Abstract

Metal-on-metal hip resurfacing (MOMHR) is gaining in popularity as a viable alternative to total hip arthroplasty (THA) in the treatment of advanced osteoarthritis in the younger patient. This is due to both the bone sparing nature of the procedure and the low wear rates of a metal-on-metal articulation combined with a high range of motion caused by the large sized femoral head. Mid-term results in Europe and Australia have been encouraging with most available implants, and early results in the United States are starting to emerge as comparable. There have been, however, some poor early results reported in the US with an alarming array of early complications. Our understanding of the risks and complications of MOMHR are continuously evolving. The surgeon must be able to recognize when completion of a planned MOMHR will place the patient at an unacceptably high risk of early failure. In this report, we examine a consecutive series of patients of 2 surgeons at a single United States institution indicated for MOMHR and discuss the reasons for converting intraoperatively from MOMHR to THA. All patients scheduled for MOMHR from March 2005 to March 2009 were included in the study.
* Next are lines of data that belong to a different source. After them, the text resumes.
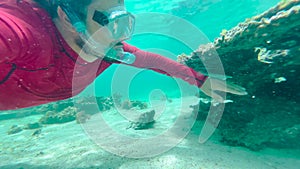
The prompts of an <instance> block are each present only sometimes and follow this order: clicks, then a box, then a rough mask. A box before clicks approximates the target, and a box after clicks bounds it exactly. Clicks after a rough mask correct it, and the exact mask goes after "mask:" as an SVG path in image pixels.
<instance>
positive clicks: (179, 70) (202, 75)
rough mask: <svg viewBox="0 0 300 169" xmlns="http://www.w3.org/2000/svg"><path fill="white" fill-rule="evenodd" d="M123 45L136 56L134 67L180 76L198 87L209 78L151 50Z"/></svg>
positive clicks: (202, 74)
mask: <svg viewBox="0 0 300 169" xmlns="http://www.w3.org/2000/svg"><path fill="white" fill-rule="evenodd" d="M123 45H124V47H123V49H124V51H125V52H130V53H132V54H134V55H135V56H136V60H135V62H134V63H133V64H132V66H134V67H138V68H146V69H151V70H154V71H156V72H158V73H162V74H165V75H168V76H172V77H176V78H180V79H183V80H184V81H186V82H188V83H190V84H192V85H196V86H198V87H201V86H202V84H203V83H204V82H205V80H206V79H207V76H205V75H203V74H200V73H198V72H196V71H195V70H193V69H192V68H189V67H187V66H185V65H183V64H180V63H178V62H176V61H174V60H171V59H169V58H166V57H163V56H161V55H158V54H154V53H151V52H146V51H142V50H140V49H138V48H136V47H134V46H131V45H129V44H127V43H123Z"/></svg>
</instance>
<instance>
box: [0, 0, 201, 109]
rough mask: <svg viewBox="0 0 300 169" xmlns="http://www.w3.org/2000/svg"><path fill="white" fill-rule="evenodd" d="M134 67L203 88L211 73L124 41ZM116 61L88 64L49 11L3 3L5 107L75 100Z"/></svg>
mask: <svg viewBox="0 0 300 169" xmlns="http://www.w3.org/2000/svg"><path fill="white" fill-rule="evenodd" d="M124 51H127V52H131V53H134V54H135V55H136V61H135V63H134V64H133V66H135V67H139V68H147V69H152V70H154V71H156V72H159V73H163V74H167V75H169V76H174V77H178V78H181V79H183V80H185V81H187V82H189V83H190V84H193V85H197V86H199V87H200V86H201V85H202V83H203V82H204V81H205V80H206V78H207V77H206V76H204V75H202V74H199V73H197V72H195V71H194V70H193V69H191V68H188V67H186V66H184V65H182V64H179V63H177V62H175V61H173V60H170V59H168V58H165V57H162V56H160V55H157V54H153V53H149V52H144V51H141V50H139V49H137V48H135V47H133V46H130V45H128V44H124ZM111 64H112V63H109V62H106V61H100V60H96V61H94V62H92V63H88V62H85V61H84V60H83V59H81V58H80V57H78V54H77V53H75V52H74V51H73V50H72V49H71V48H70V47H69V46H68V44H67V43H66V42H65V41H64V39H63V38H62V36H61V34H60V33H59V32H58V30H57V28H56V27H55V25H54V23H53V22H52V20H51V18H50V17H49V15H48V14H47V12H46V11H45V10H43V9H41V8H40V7H39V6H38V5H36V4H35V3H34V2H32V0H23V1H22V0H20V1H17V0H1V2H0V110H9V109H18V108H24V107H29V106H35V105H40V104H44V103H49V102H52V101H57V100H62V99H66V98H70V97H72V96H74V95H76V94H78V93H80V92H81V91H82V90H84V89H85V88H86V87H87V86H88V85H89V84H91V83H92V82H93V81H94V79H95V78H96V77H97V76H98V75H99V74H101V73H102V72H103V71H104V70H105V69H106V68H108V67H109V66H110V65H111Z"/></svg>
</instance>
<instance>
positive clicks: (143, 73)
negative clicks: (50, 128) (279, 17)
mask: <svg viewBox="0 0 300 169" xmlns="http://www.w3.org/2000/svg"><path fill="white" fill-rule="evenodd" d="M278 2H279V0H268V1H265V0H243V1H240V0H173V1H165V0H151V1H149V2H147V3H145V1H142V0H127V1H126V7H127V9H128V10H129V11H130V12H132V13H133V14H135V15H139V14H143V13H149V12H155V13H162V14H171V15H174V16H178V17H181V18H183V19H185V20H186V21H187V22H190V23H191V24H192V25H194V26H195V27H197V28H198V29H199V30H200V31H202V32H203V34H204V35H205V36H206V37H207V40H208V41H213V40H214V39H215V38H216V37H218V36H219V35H220V32H221V31H222V30H223V29H230V28H232V27H234V26H236V25H237V24H238V23H239V22H242V21H245V19H246V18H250V17H252V16H255V15H258V14H260V13H262V12H264V11H265V10H267V9H269V8H270V7H272V6H274V5H276V4H277V3H278ZM149 19H150V20H149V21H144V22H143V25H142V26H143V28H144V29H147V30H149V27H150V28H151V27H153V29H159V28H160V27H161V29H165V28H166V27H168V24H169V23H168V22H157V24H156V25H150V24H149V23H153V21H155V20H158V19H157V18H149ZM137 24H139V23H137ZM178 26H181V27H182V29H184V25H178ZM143 28H142V29H143ZM140 29H141V28H140ZM187 36H191V37H193V32H190V35H187ZM128 42H129V43H130V44H132V45H135V46H137V47H139V48H141V49H144V50H149V51H154V52H157V51H159V50H163V51H164V52H163V53H161V54H163V55H164V56H166V57H169V58H171V59H174V60H176V56H177V55H179V54H181V53H186V54H189V53H190V52H191V50H194V49H186V48H185V47H184V45H182V44H178V41H174V40H173V39H171V38H168V37H165V36H164V37H161V36H155V35H146V34H145V35H141V36H133V38H132V39H131V40H130V41H128ZM204 43H205V42H204ZM199 45H200V44H199ZM153 49H154V50H153ZM166 51H167V54H166ZM170 53H171V54H170ZM120 67H121V68H120ZM124 67H125V66H120V65H114V66H112V67H111V68H110V69H108V70H107V71H106V72H104V73H103V74H102V75H101V76H100V77H98V78H97V80H96V81H95V86H91V87H90V88H89V89H88V90H87V93H90V94H91V93H92V94H93V93H94V92H93V91H92V89H95V93H96V95H98V96H109V95H111V93H112V91H114V89H111V86H112V84H114V83H115V82H114V81H113V79H114V78H122V77H124V75H126V74H127V73H126V72H127V71H129V72H136V71H138V72H139V71H140V70H137V69H135V68H131V67H125V68H124ZM118 69H122V72H123V73H124V74H122V73H118V71H117V72H116V70H118ZM91 88H92V89H91ZM154 89H160V90H162V91H163V92H164V93H165V94H166V95H168V96H169V97H180V92H179V90H178V85H177V82H176V81H175V80H174V79H173V78H170V77H167V76H165V75H161V74H158V73H155V72H153V71H147V70H145V71H142V72H140V73H139V74H138V76H136V77H135V78H134V80H133V81H131V82H130V89H129V91H130V92H129V95H130V98H131V99H136V98H138V99H144V100H147V99H148V97H149V95H150V93H151V91H153V90H154Z"/></svg>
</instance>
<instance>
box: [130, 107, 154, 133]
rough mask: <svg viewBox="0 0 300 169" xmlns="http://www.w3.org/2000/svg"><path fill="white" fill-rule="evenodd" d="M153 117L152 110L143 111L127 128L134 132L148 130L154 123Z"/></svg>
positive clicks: (153, 119) (153, 113)
mask: <svg viewBox="0 0 300 169" xmlns="http://www.w3.org/2000/svg"><path fill="white" fill-rule="evenodd" d="M154 115H155V111H154V110H147V111H144V112H142V113H141V114H140V115H139V116H138V117H137V118H136V119H135V120H134V121H132V122H131V124H130V126H129V127H128V128H132V129H134V130H142V129H149V128H151V127H152V126H153V124H154V122H155V120H154Z"/></svg>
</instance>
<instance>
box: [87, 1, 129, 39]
mask: <svg viewBox="0 0 300 169" xmlns="http://www.w3.org/2000/svg"><path fill="white" fill-rule="evenodd" d="M117 6H124V0H92V3H91V4H90V5H89V6H88V8H87V11H88V12H87V20H86V23H87V29H88V31H89V32H90V33H91V34H93V33H95V32H97V31H99V28H100V27H99V26H100V25H99V24H98V23H96V22H95V21H93V19H92V18H93V15H94V12H95V10H98V11H107V10H108V9H110V8H113V7H117Z"/></svg>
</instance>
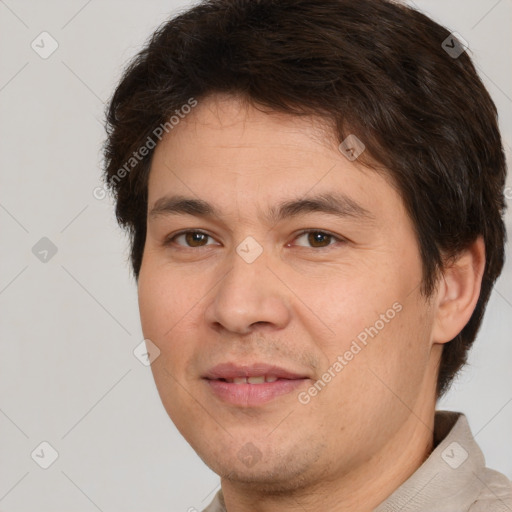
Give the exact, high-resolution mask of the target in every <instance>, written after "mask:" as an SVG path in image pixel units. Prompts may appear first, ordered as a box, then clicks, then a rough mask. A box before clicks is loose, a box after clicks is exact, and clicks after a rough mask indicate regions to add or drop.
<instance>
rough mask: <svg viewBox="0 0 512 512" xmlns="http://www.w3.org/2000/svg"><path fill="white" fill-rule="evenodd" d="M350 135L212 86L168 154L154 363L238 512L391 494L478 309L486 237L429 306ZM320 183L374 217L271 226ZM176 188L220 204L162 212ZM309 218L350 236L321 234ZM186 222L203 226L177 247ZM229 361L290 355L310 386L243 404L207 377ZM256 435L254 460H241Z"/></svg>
mask: <svg viewBox="0 0 512 512" xmlns="http://www.w3.org/2000/svg"><path fill="white" fill-rule="evenodd" d="M360 138H361V139H364V135H363V136H360ZM338 144H339V142H337V141H336V140H335V138H334V136H333V132H332V130H331V129H330V127H329V126H328V125H327V124H326V123H325V122H324V121H322V120H321V119H319V118H314V117H301V118H297V117H293V116H291V115H287V114H282V113H275V112H262V111H261V110H258V109H255V108H254V107H252V106H250V105H248V104H246V103H244V102H242V101H240V100H239V99H238V98H236V97H232V96H220V95H216V96H210V97H209V98H207V99H203V100H202V101H200V102H199V104H198V106H197V107H196V108H195V109H194V110H193V111H192V112H191V113H190V114H189V115H188V116H187V117H186V118H185V119H183V120H182V121H180V124H179V125H178V126H176V127H175V128H174V129H173V130H172V131H171V132H169V134H168V135H166V137H165V138H164V139H162V141H161V142H160V143H159V144H158V146H157V148H156V149H155V154H154V157H153V160H152V165H151V171H150V178H149V184H148V224H147V227H148V231H147V238H146V245H145V249H144V256H143V261H142V267H141V271H140V275H139V280H138V294H139V307H140V314H141V322H142V329H143V332H144V336H145V338H149V339H150V340H151V341H152V342H153V343H154V344H155V345H157V346H158V348H159V349H160V351H161V353H160V356H159V357H158V358H157V359H156V360H155V361H154V362H153V364H152V370H153V375H154V378H155V382H156V385H157V388H158V391H159V394H160V396H161V399H162V402H163V405H164V407H165V408H166V410H167V412H168V414H169V416H170V417H171V419H172V420H173V422H174V423H175V424H176V426H177V428H178V429H179V431H180V432H181V433H182V435H183V436H184V437H185V439H186V440H187V441H188V442H189V443H190V445H191V446H192V447H193V448H194V450H195V451H196V452H197V453H198V454H199V456H200V457H201V458H202V459H203V460H204V462H205V463H206V464H207V465H208V466H209V467H210V468H211V469H212V470H213V471H215V472H216V473H218V474H219V475H220V476H221V484H222V489H223V494H224V498H225V502H226V506H227V510H228V512H234V511H236V512H244V511H249V510H250V511H252V512H254V511H261V512H263V511H271V510H276V509H277V507H279V510H282V511H288V510H304V511H308V512H309V511H320V510H333V511H338V510H340V511H341V510H343V511H352V510H354V511H356V510H357V511H358V512H364V511H370V510H372V509H373V508H375V507H376V506H377V505H378V504H379V503H381V502H382V501H383V500H385V499H386V498H387V497H388V496H389V495H390V494H391V493H392V492H393V491H394V490H395V489H396V488H397V487H398V486H399V485H400V484H401V483H403V482H404V481H405V480H406V479H407V478H408V477H409V476H410V475H411V474H412V473H413V472H414V471H415V470H416V469H417V468H418V467H419V466H420V465H421V463H422V462H423V461H424V460H425V459H426V458H427V457H428V455H429V453H430V452H431V450H432V432H433V424H434V410H435V402H436V396H435V388H436V377H437V367H438V364H439V360H440V356H441V352H442V346H443V343H446V342H448V341H450V340H451V339H452V338H453V337H454V336H455V335H456V334H457V333H458V332H460V330H461V329H462V327H463V326H464V325H465V323H466V322H467V321H468V320H469V318H470V316H471V313H472V311H473V309H474V307H475V305H476V301H477V298H478V294H479V291H480V281H481V276H482V272H483V266H484V262H485V255H484V249H483V242H482V240H481V239H478V240H477V241H475V243H474V244H473V245H472V246H471V247H469V248H468V250H467V251H466V252H464V253H462V254H461V255H460V257H459V258H457V259H456V260H454V261H453V262H452V263H451V265H450V267H449V268H447V269H446V271H445V273H444V275H443V276H442V277H441V278H440V280H439V283H438V286H437V290H436V292H435V293H434V295H433V296H431V297H430V298H429V299H428V300H427V299H426V298H425V297H424V296H423V295H422V293H421V290H420V284H421V280H422V266H421V259H420V254H419V249H418V243H417V240H416V237H415V234H414V229H413V225H412V222H411V220H410V218H409V217H408V215H407V212H406V211H405V209H404V206H403V202H402V200H401V198H400V196H399V195H398V193H397V191H396V189H395V188H394V187H393V186H392V184H391V183H390V182H389V181H388V180H387V179H386V178H385V177H383V176H382V175H380V174H377V173H376V172H375V171H373V170H370V169H367V168H365V167H363V166H361V165H360V163H359V162H358V161H357V160H355V161H353V162H351V161H349V160H348V159H347V158H346V157H345V156H344V155H343V154H341V152H340V151H339V150H338V147H337V146H338ZM321 192H342V193H343V194H345V195H346V196H348V197H349V198H350V199H351V200H353V201H355V202H357V203H358V204H359V205H361V206H362V207H363V208H364V209H366V210H367V211H368V212H369V215H370V216H369V217H368V218H364V219H363V218H355V217H353V216H345V217H344V218H340V217H336V216H333V215H331V214H328V213H324V212H311V213H306V214H303V215H301V216H298V217H289V218H285V219H283V220H281V221H279V222H278V223H269V222H267V221H266V220H265V214H266V213H267V211H268V210H269V208H271V207H273V206H275V205H276V204H278V203H280V202H281V201H284V200H290V199H296V198H304V197H310V196H312V195H315V194H318V193H321ZM172 194H181V195H184V196H187V197H190V198H194V199H198V198H200V199H203V200H205V201H208V202H210V203H212V204H213V205H214V206H215V207H216V208H218V209H219V210H220V211H221V213H222V214H221V216H220V217H219V218H204V217H198V216H193V215H188V214H185V215H184V214H181V215H171V214H165V213H161V214H159V215H151V214H150V212H151V211H152V209H153V207H154V206H155V203H156V202H157V201H158V200H159V199H160V198H162V197H163V196H166V195H172ZM303 229H313V230H317V231H321V232H327V233H331V234H333V235H335V237H339V239H340V241H337V239H336V238H332V237H331V238H329V237H328V236H324V237H323V238H322V237H320V241H316V240H317V239H315V238H314V236H311V235H307V234H306V235H300V231H301V230H303ZM181 230H191V231H194V230H200V231H202V232H204V233H206V234H207V235H208V236H206V237H203V238H201V237H200V236H199V239H197V238H195V239H194V238H193V237H188V238H187V237H186V236H179V237H177V238H174V239H173V240H172V241H170V242H168V243H167V244H166V243H165V242H166V240H169V239H170V238H172V235H174V234H175V233H177V232H178V231H181ZM196 236H197V235H196ZM248 236H251V237H253V238H254V239H255V240H256V241H257V242H258V243H259V244H260V246H261V248H262V249H263V252H262V254H261V255H260V256H259V257H258V258H257V259H256V260H255V261H254V262H252V263H247V262H246V261H245V260H244V259H243V258H241V257H240V256H239V254H238V253H237V252H236V248H237V246H238V245H239V244H240V243H241V242H242V241H243V240H244V239H246V237H248ZM317 236H318V235H317ZM396 303H398V304H399V305H400V306H401V311H400V312H399V313H397V314H396V315H395V316H394V318H393V319H392V320H390V321H389V322H387V323H385V326H384V328H382V329H381V330H380V331H379V332H378V335H376V336H375V337H373V338H369V340H368V343H367V345H366V346H364V347H363V348H362V350H361V351H360V352H359V353H357V355H356V356H354V358H353V359H352V360H351V361H349V362H348V363H347V364H346V366H344V367H343V370H342V371H340V372H339V373H336V376H335V377H334V378H332V379H331V381H330V382H329V383H328V384H327V385H326V386H325V387H324V388H323V389H322V390H321V392H319V393H317V395H316V396H314V397H311V399H310V401H309V402H308V403H307V404H303V403H300V401H299V400H298V393H299V392H301V391H302V392H304V391H307V390H308V389H309V388H310V387H311V386H312V385H313V384H314V383H315V382H316V381H317V380H318V379H321V378H322V375H323V374H324V373H325V372H326V371H327V369H328V368H329V367H332V365H333V363H334V362H335V361H336V360H337V357H338V356H339V355H343V354H344V353H345V352H346V351H347V350H349V348H350V344H351V342H352V340H354V339H355V338H356V337H357V335H358V334H359V333H361V332H362V331H364V329H365V328H367V327H370V326H374V325H375V323H376V321H377V320H379V318H381V317H380V315H382V314H385V313H386V311H387V310H389V309H390V308H392V305H393V304H396ZM226 361H244V362H253V361H263V362H268V363H271V364H278V365H281V366H284V367H286V368H287V369H291V370H294V371H296V372H297V373H301V374H303V375H305V376H307V377H308V378H309V380H305V381H303V383H302V384H301V387H299V388H298V389H297V390H296V391H295V392H292V393H290V394H287V395H283V396H280V397H278V398H275V399H274V400H272V401H270V402H267V403H265V404H262V405H259V406H257V407H245V406H239V405H237V406H235V405H232V404H228V403H226V402H224V401H222V400H220V399H219V398H217V396H215V395H213V394H212V392H211V391H210V389H209V386H208V385H207V384H206V382H205V381H204V379H202V378H201V376H202V375H204V373H205V371H207V370H208V369H210V368H211V367H213V366H214V365H216V364H219V363H223V362H226ZM247 443H252V446H253V447H254V448H252V447H251V448H250V450H252V452H251V453H253V454H256V455H254V460H253V463H252V464H247V463H244V461H243V460H241V459H242V457H240V454H245V453H246V452H247V450H248V448H247V446H248V445H247ZM244 450H245V451H244Z"/></svg>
During this time, 189 MOMHRs were scheduled and 31 became intraoperative bail-outs to THA. In the bail-out group, 23 were male and 8 were female. Average age was 53.2 ± 8.5 and average BMI was 30.2 ± 6.4. The most common diagnoses were osteoarthritis (65%), dysplasia (16%), and avascular necrosis (AVN) (10%). In the MOMHR group, there were 105 males and 40 females; average age was 50.2 ± 8.8, average BMI was 27.9 ± 4.8, and the most common diagnoses were osteoarthritis (74%), AVN (10%), and dysplasia (9%). The bail-out rate was 16.4%. The most common reasons for bailing out were a large cyst (39%), poor bone quality (19%), femoral head or neck deformity (16%), implant size mismatch (16%), and varus neck (6%). The bearing surfaces used in the bail-out THAs were mostly metal-on-metal (75%), but also included metal-on-poly and oxinium-on-poly. Optimizing survivorship for MOMHR occasionally requires bailing-out to THA. Patients must understand that THA remains the gold standard and should not be disappointed. Surgeons should understand when bail-out is necessary and inform patients about this possibility. Completion of MOMHR in the above situations can lead to early failure and reduced survivorship.